Traditionelle Kinderrandale in der Nacht

So ritualisiert, wie die Demo durch Berlins Zentrum zog, ging es dann auch in den Abendstunden weiter. Auf einem ganztägigen Fest der autonomen Szene im Bezirk Prenzlauer Berg wurde abends ein Feuer entzündet, worauf die Polizei einschritt. Darauf wurden in den Nebenstraßen rund um den Helmholtzplatz Bauwagen umgekippt, von Jugendlichen Barrikaden errichtet, die die Polizei mit Räumpanzern und Wasserwerfern entfernte. In Kreuzberg begann die Auseinandersetzung zunächst mit Sitzblockaden auf Straßen. Die herbeieilenden Mannschaftswagen wurden mit Steinen beworfen. Worauf wiederum die Beamten die jeweilige Straße räumten – je nach Situation durch Prügel oder mit Wasserwerfer. Hatten an der Demonstration am Nachmittag noch Tausende von Autonomen teilgenommen, schienen diese in der Nacht in Kreuzberg in die Minderheit geraten zu sein. Besonders an den Flaschenwürfen beteiligten sich auffällig viel Besoffene. Wie schon in den vergangenen Jahren randalierten auch türkische Berliner Kids. Insgesamt nahm die Polizei während des 1. Mai 169 Personen fest – 115 Strafverfahren wegen Sachbeschädigung oder schweren Landfriedensbruchs wurden eingeleitet. Laut Polizeibericht sind 19 Polizisten verletzt worden. Für die Polizei war es ein vergleichsweise ruhiger 1. Mai: Im vergangenen Jahr waren 286 Personen festgenommen worden.

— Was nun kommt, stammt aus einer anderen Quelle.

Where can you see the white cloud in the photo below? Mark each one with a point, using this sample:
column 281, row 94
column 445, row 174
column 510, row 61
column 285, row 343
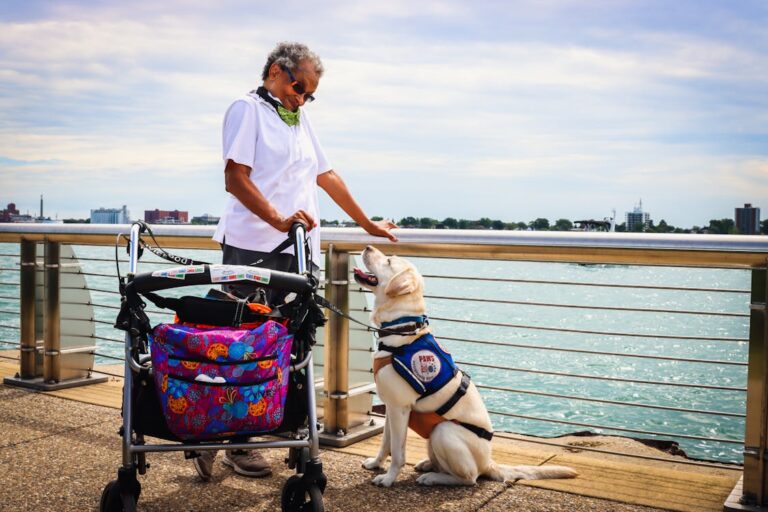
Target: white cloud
column 419, row 90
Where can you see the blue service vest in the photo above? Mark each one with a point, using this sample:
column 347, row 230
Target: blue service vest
column 424, row 365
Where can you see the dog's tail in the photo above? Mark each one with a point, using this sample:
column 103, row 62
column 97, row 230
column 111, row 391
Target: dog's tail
column 502, row 473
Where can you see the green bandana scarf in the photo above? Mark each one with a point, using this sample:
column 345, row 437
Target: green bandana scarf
column 288, row 117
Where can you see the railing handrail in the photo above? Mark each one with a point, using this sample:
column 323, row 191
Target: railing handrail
column 721, row 251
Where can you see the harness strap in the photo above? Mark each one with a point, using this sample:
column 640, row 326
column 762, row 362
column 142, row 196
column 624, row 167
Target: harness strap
column 423, row 422
column 479, row 432
column 460, row 392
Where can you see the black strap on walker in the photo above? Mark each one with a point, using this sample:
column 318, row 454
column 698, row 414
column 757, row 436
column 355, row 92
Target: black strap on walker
column 159, row 251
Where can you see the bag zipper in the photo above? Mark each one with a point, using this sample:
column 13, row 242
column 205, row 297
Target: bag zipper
column 225, row 384
column 223, row 363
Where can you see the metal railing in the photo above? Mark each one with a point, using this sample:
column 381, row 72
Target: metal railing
column 493, row 343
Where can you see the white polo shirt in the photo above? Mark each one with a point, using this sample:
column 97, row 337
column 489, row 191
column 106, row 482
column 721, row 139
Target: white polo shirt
column 285, row 162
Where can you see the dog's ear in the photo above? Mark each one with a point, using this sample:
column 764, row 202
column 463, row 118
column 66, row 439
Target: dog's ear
column 402, row 283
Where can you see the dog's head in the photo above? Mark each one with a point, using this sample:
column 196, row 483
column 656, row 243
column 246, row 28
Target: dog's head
column 397, row 286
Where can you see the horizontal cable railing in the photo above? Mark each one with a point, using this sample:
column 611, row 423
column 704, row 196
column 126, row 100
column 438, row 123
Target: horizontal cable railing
column 635, row 249
column 599, row 377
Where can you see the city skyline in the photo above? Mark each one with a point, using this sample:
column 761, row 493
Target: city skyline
column 507, row 109
column 637, row 208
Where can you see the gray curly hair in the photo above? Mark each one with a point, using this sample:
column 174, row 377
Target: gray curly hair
column 289, row 55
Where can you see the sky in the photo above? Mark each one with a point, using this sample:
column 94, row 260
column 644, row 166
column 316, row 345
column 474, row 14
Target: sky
column 512, row 110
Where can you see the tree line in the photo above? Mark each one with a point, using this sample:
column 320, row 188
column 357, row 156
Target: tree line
column 715, row 226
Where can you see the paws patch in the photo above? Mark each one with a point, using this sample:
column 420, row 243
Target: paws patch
column 425, row 365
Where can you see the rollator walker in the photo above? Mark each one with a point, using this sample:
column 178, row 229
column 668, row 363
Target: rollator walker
column 148, row 412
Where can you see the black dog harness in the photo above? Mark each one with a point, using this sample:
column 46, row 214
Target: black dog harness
column 427, row 368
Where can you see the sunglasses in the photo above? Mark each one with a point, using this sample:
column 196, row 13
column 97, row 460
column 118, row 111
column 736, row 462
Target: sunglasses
column 299, row 87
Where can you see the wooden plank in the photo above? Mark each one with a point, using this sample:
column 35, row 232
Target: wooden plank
column 642, row 484
column 638, row 484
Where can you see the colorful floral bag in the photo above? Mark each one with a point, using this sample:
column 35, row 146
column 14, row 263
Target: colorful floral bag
column 221, row 381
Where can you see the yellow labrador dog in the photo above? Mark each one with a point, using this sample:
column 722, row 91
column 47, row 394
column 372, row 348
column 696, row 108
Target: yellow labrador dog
column 420, row 388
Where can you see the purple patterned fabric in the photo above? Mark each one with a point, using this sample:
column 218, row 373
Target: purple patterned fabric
column 221, row 381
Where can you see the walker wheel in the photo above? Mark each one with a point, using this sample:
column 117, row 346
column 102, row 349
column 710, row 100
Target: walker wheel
column 299, row 497
column 111, row 501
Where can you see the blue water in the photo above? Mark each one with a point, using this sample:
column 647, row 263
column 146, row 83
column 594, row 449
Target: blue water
column 511, row 361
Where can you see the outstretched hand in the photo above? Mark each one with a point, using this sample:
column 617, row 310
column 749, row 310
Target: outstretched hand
column 382, row 228
column 284, row 223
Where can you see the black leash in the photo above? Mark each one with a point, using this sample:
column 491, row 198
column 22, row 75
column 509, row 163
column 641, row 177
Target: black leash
column 181, row 260
column 321, row 301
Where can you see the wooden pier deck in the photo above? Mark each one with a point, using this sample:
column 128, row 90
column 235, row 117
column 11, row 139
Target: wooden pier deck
column 604, row 483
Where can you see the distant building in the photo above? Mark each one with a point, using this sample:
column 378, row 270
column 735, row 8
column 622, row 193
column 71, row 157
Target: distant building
column 165, row 217
column 205, row 219
column 748, row 220
column 9, row 213
column 638, row 217
column 110, row 216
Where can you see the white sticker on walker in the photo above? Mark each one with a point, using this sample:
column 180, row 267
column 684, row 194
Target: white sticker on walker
column 425, row 365
column 224, row 273
column 179, row 272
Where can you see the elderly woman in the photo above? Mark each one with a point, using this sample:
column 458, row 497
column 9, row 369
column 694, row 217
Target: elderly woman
column 274, row 164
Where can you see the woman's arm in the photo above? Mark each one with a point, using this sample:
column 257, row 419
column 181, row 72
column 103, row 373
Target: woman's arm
column 335, row 187
column 238, row 183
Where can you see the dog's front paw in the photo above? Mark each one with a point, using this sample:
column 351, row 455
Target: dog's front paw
column 373, row 463
column 385, row 480
column 427, row 479
column 424, row 466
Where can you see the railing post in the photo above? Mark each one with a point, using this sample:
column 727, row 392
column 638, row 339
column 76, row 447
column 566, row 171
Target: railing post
column 755, row 480
column 28, row 338
column 52, row 331
column 336, row 416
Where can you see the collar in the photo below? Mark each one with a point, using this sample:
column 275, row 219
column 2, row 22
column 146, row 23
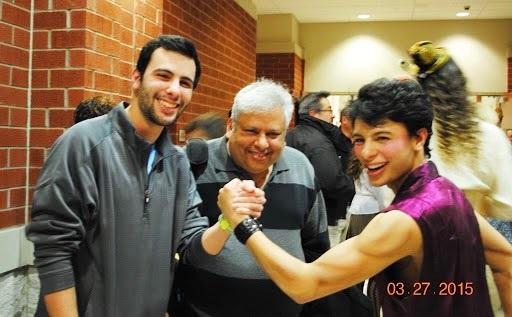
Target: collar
column 122, row 125
column 418, row 178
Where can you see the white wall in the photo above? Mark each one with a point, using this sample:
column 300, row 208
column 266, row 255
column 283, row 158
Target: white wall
column 342, row 57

Rechte marschieren, Polizei drängt Antifaschisten ab

Zeitgleich zu der „revolutionären 1. Mai-Demo“ startete kurz nach 14 Uhr in Friedrichshain ein Aufmarsch der rechtsradikalen Freiheitlich Deutschen Arbeiterpartei (FAP). In militärischer Ordnung rückten die Rechten in Dreierreihen durch den Bezirk. Der 65jährige Bundesvorsitzende Friedhelm Busse und der Berliner Landesvorsitzende Lars Burmeister gaben über Megaphon Parolen vor wie „1. Mai chaotenfrei“ oder „Hier marschiert die FAP“. Die Polizei fing Antifaschisten schon in der Umgebung ab, so daß schließlich nur etwa 25 Linke auf die Rechtsradikalen trafen. Es kam mehrere Male zu kleineren Prügeleien.

Unter den Reportern, die den Aufzug begleiteten, befand sich auch der ZDF-Journalist Peter Krüger. Der 49jährige war in der Nacht zuvor von dem 18jährigen Stefan Schmidt überfallen worden, der auf den Journalisten dreimal mit einem Messer einstach – auch in den Bauch. Krüger entging laut eigenen Angaben nur deshalb einer lebensgefährlichen Verletzung, weil er „einen etwas dicken Bauch“ habe. Er hat gegen den FAPler wegen schwerer Körperverletzung Anzeige gestellt.